The 7:00 AM temperature on Saturday, March 24 was only slightly below normal, in the upper 20s, but the very strong east wind really brought the “feels like” temperature down – into the single digits! The tough wind chill likely kept the attendance down this year, since we only had around 20 hardy birders show up for this outing.
The field trip attendees gathered at Goose Pond Sanctuary, but unlike most years, there weren’t all that many waterfowl on the pond itself (which had just thawed in the last couple of days) – with mainly Canada Geese and Tundra Swans present in relatively small numbers, along with a few Redheads and Lesser Scaup. We could see that there were many more geese standing amongst the wetland vegetation that was just off the north edge of the pond. The group drove around for a better view, and among the large number of Canada Geese present there were also quite a few Greater White-fronted and Cackling Geese, and a single white Snow Goose there also. In addition there were a number of ducks also mixed in, including Mallard, Gadwall, Northern Pintail, American Wigeon and Green-winged Teal. Other birds seen or heard in the Goose Pond vicinity were Sandhill Crane, Ring-necked Pheasant, Song Sparrow, and a lone Wilson’s Snipe.

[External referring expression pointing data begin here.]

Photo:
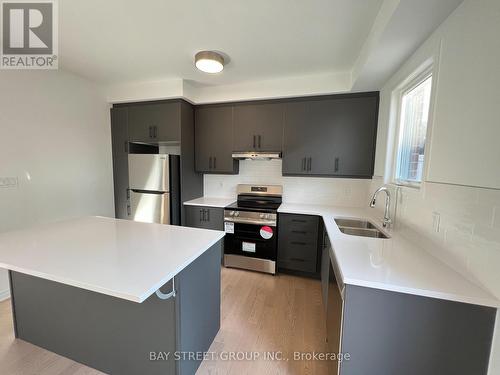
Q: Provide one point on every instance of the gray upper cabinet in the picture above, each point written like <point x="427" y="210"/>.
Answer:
<point x="205" y="217"/>
<point x="331" y="136"/>
<point x="155" y="122"/>
<point x="214" y="140"/>
<point x="258" y="127"/>
<point x="119" y="145"/>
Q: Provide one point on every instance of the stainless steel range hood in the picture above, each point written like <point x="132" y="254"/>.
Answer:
<point x="256" y="155"/>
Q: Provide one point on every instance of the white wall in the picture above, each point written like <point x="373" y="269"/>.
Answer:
<point x="329" y="191"/>
<point x="462" y="183"/>
<point x="55" y="139"/>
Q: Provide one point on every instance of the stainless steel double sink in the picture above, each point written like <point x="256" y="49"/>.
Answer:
<point x="360" y="227"/>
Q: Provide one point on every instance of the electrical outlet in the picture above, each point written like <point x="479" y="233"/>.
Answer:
<point x="436" y="221"/>
<point x="8" y="182"/>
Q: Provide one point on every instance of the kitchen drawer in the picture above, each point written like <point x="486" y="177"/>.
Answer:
<point x="299" y="223"/>
<point x="298" y="249"/>
<point x="298" y="242"/>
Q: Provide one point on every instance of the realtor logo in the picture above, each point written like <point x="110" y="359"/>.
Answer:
<point x="29" y="34"/>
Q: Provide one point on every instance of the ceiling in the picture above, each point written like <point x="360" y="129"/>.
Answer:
<point x="144" y="50"/>
<point x="116" y="41"/>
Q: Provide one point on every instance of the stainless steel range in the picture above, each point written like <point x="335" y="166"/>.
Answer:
<point x="251" y="226"/>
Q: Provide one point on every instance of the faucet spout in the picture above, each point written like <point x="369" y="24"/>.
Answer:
<point x="387" y="219"/>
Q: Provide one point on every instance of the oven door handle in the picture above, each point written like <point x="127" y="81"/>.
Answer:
<point x="271" y="223"/>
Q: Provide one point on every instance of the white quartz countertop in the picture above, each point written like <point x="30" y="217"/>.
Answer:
<point x="393" y="264"/>
<point x="120" y="258"/>
<point x="210" y="202"/>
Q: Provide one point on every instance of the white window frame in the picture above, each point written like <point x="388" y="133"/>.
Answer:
<point x="417" y="77"/>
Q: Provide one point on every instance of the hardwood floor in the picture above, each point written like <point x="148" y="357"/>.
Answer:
<point x="269" y="313"/>
<point x="260" y="313"/>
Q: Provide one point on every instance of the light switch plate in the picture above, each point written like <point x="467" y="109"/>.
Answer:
<point x="436" y="221"/>
<point x="8" y="182"/>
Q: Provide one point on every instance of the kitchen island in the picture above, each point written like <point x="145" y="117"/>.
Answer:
<point x="99" y="291"/>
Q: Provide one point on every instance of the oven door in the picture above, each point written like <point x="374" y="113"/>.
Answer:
<point x="251" y="240"/>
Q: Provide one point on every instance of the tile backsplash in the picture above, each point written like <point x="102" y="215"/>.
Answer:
<point x="315" y="190"/>
<point x="458" y="224"/>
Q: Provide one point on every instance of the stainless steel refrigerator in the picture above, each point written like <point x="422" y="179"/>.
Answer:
<point x="154" y="185"/>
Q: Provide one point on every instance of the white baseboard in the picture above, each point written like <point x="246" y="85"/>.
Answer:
<point x="4" y="294"/>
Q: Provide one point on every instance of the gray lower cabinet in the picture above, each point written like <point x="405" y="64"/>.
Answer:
<point x="204" y="217"/>
<point x="387" y="333"/>
<point x="119" y="146"/>
<point x="214" y="140"/>
<point x="331" y="136"/>
<point x="155" y="122"/>
<point x="298" y="243"/>
<point x="258" y="126"/>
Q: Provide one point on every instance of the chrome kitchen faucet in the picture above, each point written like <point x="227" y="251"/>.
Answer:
<point x="387" y="218"/>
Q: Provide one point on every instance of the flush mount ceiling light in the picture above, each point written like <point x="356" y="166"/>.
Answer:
<point x="209" y="62"/>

From there the group headed east to Harvey Road, where we stopped to check out the large pond north of Hwy. 60. The featured bird there was Northern Pintail, with many present, along with a variety of other ducks and Canada Geese. We drove a short distance north to the Schoeneberg Marsh, where we parked and walked down the former road to a spot closer to the water. Many more ducks, geese and a few Tundra Swans were present here also, including several Greater White-fronted Geese that came flying in. The ducks included Bufflehead, Hooded and Common Mergansers, Ring-necked, Lesser Scaup, Northern Shoveler, Green-winged Teal, a single Blue-winged Teal, and a Wood Duck.

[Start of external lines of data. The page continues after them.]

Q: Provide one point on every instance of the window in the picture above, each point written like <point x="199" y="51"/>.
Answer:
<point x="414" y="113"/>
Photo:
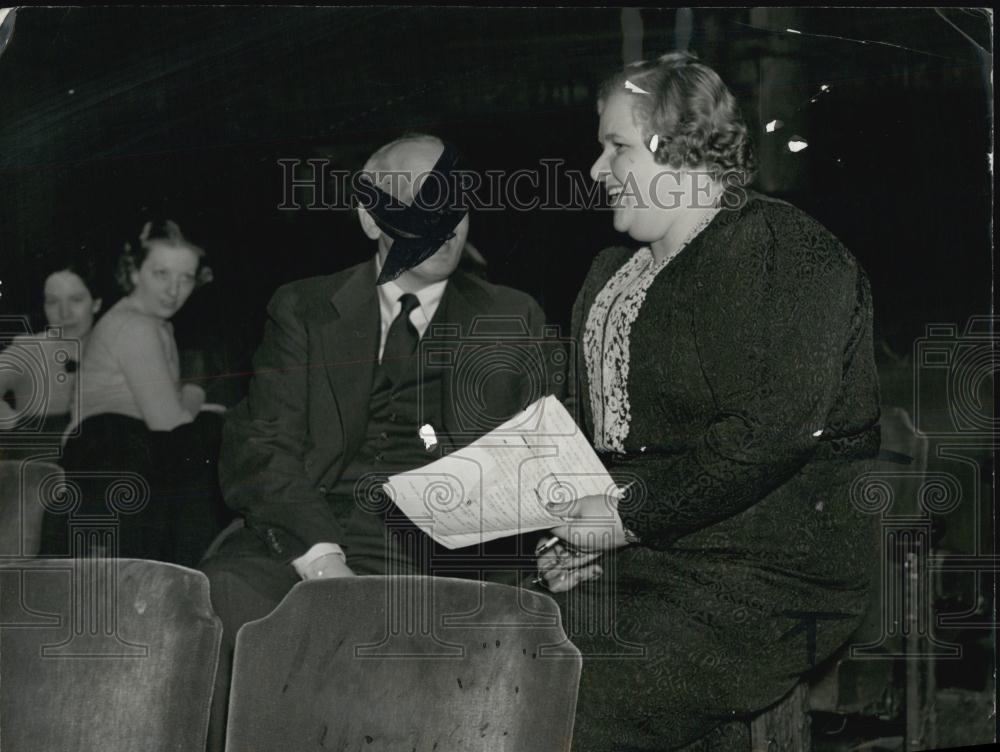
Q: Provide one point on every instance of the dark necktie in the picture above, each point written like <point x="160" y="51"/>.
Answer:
<point x="401" y="341"/>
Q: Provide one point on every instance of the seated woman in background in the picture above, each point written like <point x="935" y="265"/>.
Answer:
<point x="38" y="371"/>
<point x="134" y="417"/>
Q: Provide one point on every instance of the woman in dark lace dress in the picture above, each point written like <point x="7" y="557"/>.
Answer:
<point x="726" y="370"/>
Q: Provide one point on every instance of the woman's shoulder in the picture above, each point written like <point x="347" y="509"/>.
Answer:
<point x="787" y="235"/>
<point x="606" y="263"/>
<point x="122" y="323"/>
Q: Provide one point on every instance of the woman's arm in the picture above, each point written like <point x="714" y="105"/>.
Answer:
<point x="148" y="375"/>
<point x="776" y="315"/>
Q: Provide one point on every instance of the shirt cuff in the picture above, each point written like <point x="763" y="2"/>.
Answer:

After returning to our cars we drove south a few miles to some flooded fields along Harvey and Wangsness Roads. More Canada Geese were here, and quite a few more ducks – with about 10 Wood Ducks, and other birds like Ring-billed Gulls, Killdeer and Horned Lark and Common Grackle.

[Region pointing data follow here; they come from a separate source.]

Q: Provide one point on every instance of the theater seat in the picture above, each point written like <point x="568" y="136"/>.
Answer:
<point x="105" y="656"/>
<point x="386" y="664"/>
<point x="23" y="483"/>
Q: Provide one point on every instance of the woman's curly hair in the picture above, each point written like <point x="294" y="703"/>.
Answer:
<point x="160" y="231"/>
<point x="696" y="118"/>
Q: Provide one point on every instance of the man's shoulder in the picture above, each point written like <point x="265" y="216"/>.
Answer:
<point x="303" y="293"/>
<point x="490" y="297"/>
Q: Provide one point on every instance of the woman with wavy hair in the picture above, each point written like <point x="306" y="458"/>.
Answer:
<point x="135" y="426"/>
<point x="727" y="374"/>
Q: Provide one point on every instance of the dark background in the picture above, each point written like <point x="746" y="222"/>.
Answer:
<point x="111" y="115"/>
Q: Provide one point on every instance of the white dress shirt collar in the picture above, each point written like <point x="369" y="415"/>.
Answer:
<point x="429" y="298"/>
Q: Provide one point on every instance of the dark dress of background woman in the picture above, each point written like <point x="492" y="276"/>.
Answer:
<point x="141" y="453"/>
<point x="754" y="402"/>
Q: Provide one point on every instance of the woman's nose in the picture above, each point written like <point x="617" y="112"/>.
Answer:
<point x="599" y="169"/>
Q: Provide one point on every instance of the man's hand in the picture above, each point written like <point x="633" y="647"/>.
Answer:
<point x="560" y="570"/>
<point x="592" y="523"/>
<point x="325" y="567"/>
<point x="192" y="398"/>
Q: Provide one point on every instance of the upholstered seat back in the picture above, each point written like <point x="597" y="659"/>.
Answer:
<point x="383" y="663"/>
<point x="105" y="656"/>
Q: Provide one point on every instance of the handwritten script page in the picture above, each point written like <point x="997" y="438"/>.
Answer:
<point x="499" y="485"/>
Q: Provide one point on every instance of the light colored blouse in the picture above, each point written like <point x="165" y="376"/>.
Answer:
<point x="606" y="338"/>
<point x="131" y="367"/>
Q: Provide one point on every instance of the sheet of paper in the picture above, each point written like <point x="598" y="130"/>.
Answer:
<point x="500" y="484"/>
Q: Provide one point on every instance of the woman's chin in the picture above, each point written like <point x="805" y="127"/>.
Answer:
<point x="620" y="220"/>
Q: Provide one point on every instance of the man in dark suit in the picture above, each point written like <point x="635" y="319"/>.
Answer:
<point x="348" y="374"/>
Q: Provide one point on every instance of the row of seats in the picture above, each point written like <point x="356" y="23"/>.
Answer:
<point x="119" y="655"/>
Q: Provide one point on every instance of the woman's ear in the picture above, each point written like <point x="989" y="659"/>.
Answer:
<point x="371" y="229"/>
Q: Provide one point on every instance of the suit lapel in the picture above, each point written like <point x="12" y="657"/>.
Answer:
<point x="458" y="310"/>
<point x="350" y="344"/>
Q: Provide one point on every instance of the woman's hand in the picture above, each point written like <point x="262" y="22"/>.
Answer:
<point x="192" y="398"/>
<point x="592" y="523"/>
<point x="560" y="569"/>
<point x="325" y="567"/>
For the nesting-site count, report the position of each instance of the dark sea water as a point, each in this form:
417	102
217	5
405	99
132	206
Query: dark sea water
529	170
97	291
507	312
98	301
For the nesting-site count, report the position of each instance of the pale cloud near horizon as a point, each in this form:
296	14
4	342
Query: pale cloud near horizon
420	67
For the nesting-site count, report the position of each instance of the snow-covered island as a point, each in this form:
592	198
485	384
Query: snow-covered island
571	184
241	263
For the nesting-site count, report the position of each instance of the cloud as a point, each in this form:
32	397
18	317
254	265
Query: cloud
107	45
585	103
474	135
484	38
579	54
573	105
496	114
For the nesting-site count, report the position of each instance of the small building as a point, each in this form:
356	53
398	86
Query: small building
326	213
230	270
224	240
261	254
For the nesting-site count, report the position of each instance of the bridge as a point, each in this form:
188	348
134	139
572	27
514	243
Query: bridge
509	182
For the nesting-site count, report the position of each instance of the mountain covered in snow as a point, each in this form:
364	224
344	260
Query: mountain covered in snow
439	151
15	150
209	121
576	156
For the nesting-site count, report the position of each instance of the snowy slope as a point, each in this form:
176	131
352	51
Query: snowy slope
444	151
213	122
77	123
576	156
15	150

Heading west from there we spotted a Northern Harrier on the way to the ponds near Highways DM & I, where Northern Shovelers, Ring-necks and about 35 Redheads were present – along with a couple of Great Blue Herons, and a few Killdeer. A little ways further west we stopped to check out the WIBU Road Pond, where we saw another snipe and added a Pied-billed Grebe.
Our group headed south to the ponds along Hwy. V, where a nice selection of waterfowl was present – including more Tundra Swans, and a lone Trumpeter Swan. More shovelers, wigeon and Green-winged Teal were present, a few Canvasbacks and other divers, and also a few American Coots.
Following a restroom stop we got on the interstate and headed north to the Lake Wisconsin causeway along Highway V. There were lots of ducks present here, with the water on the east side entirely open, and a large area of open water to the west. Here we had a few Common Goldeneye and Bufflehead, but good numbers of Redheads, Canvasbacks, Ring-necked Ducks, and Lesser Scaup – and were pleased to spot at least half a dozen Greater Scaup mixed in. There was also a nice selection of puddle ducks present, along with a few Tundra Swans and a lone Mute Swan was spotted, and we were somewhat surprised to see a group of Tree Swallows flying about near the marsh. About 200 Ring-billed Gulls were scattered around on the west side, with a few Herring Gulls were also present – and way off in the distance there were six Bald Eagles also sitting on the ice. The group also spotted a Turkey Vulture soaring about, and a group of four American White Pelicans flew past.
Our final stop was at Rowan Creek Park, along Hwy. CS near Poynette. Our target bird there is usually Tufted Titmouse, and we heard one singing almost immediately. A number of other songbirds were also present, including Black-capped Chickadees, both nuthatches, Northern Cardinal, American Robin, and a few Pine Siskins – but the highlight was a Hermit Thrush! Sandhill Cranes called from the marsh, pairs of Canada Geese and Mallards were present, and a Red-tailed Hawk soared overhead. We concluded the field trip right around noon.
Thanks to everyone who attended on this blustery, chilly day, and to Jeff Baughman for co-leading the outing.